Notre utopie est une catastrophe” : le monde futur est avant tout de verdure. Une verdure qui, devenue folle, prend sa revanche en gigantesques marées capables d’emporter tout sur son passage. Des éruptions chlorophylliennes, des coulées de lave verte, des explosions végétales. Au péril de leur vie, les trameurs guettent ces marées, s’y aventurent, y plongent pour y trouver les végétaux rares dont ils tireront aliments, textiles, ou monnaies d’échange.

« Elle avait un goût merveilleux. Abattu à l’orée de la marée, le gibier s’était comme faisandé sous les poussées, s’hybridant au végétal qui lui donnait d’autres saveurs, des senteurs incroyables et des couleurs jamais vues. »

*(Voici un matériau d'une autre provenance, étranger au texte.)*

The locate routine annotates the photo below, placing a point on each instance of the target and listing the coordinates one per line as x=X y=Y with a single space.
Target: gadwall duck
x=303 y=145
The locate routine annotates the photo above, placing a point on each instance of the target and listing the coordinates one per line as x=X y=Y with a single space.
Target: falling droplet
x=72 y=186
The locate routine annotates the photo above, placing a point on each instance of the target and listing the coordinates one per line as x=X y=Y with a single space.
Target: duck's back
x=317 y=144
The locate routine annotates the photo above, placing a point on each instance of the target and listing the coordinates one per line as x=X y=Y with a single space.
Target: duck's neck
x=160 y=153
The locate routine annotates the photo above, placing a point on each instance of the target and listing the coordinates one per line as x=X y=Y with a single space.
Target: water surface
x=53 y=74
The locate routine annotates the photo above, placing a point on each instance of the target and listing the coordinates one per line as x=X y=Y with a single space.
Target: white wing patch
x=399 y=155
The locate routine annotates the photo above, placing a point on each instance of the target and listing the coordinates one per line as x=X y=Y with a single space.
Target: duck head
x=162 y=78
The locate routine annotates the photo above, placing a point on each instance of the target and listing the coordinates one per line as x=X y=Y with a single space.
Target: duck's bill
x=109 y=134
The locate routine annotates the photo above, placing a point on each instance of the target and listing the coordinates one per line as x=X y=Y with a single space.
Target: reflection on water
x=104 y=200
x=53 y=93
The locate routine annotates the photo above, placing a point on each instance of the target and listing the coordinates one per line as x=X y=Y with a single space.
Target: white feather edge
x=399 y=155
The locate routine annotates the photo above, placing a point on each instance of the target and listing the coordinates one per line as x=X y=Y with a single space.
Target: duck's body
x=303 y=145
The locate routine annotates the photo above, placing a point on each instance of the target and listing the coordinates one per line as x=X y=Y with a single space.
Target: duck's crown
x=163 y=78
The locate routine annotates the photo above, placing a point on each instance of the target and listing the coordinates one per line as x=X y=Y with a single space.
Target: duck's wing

Polyphonie chlorophyllienne, chaos végétal, convulsions sylvestres, poussées et marées incoercibles, reflux somptueux, éclosions fulgurantes : le topos devient mouvement, le végétal une horde. Un théâtre végétal d’ombres et de vapeur au cœur duquel les animaux, happés et transformés, sont l’objet d’une hybridation incompréhensible, d’une fusion paroxystique nommée rétrovégétation ouvrant le champ à bien des gastronomies improbables – plats raffinés, mais aussi empoisonnements. Une rétrovégétation lente qui attaque l’œil de l’un des trameurs en a tué bien d’autres, insuffisamment protégés des nuages de spores par des respirateurs et des lunettes aux allures steampunk.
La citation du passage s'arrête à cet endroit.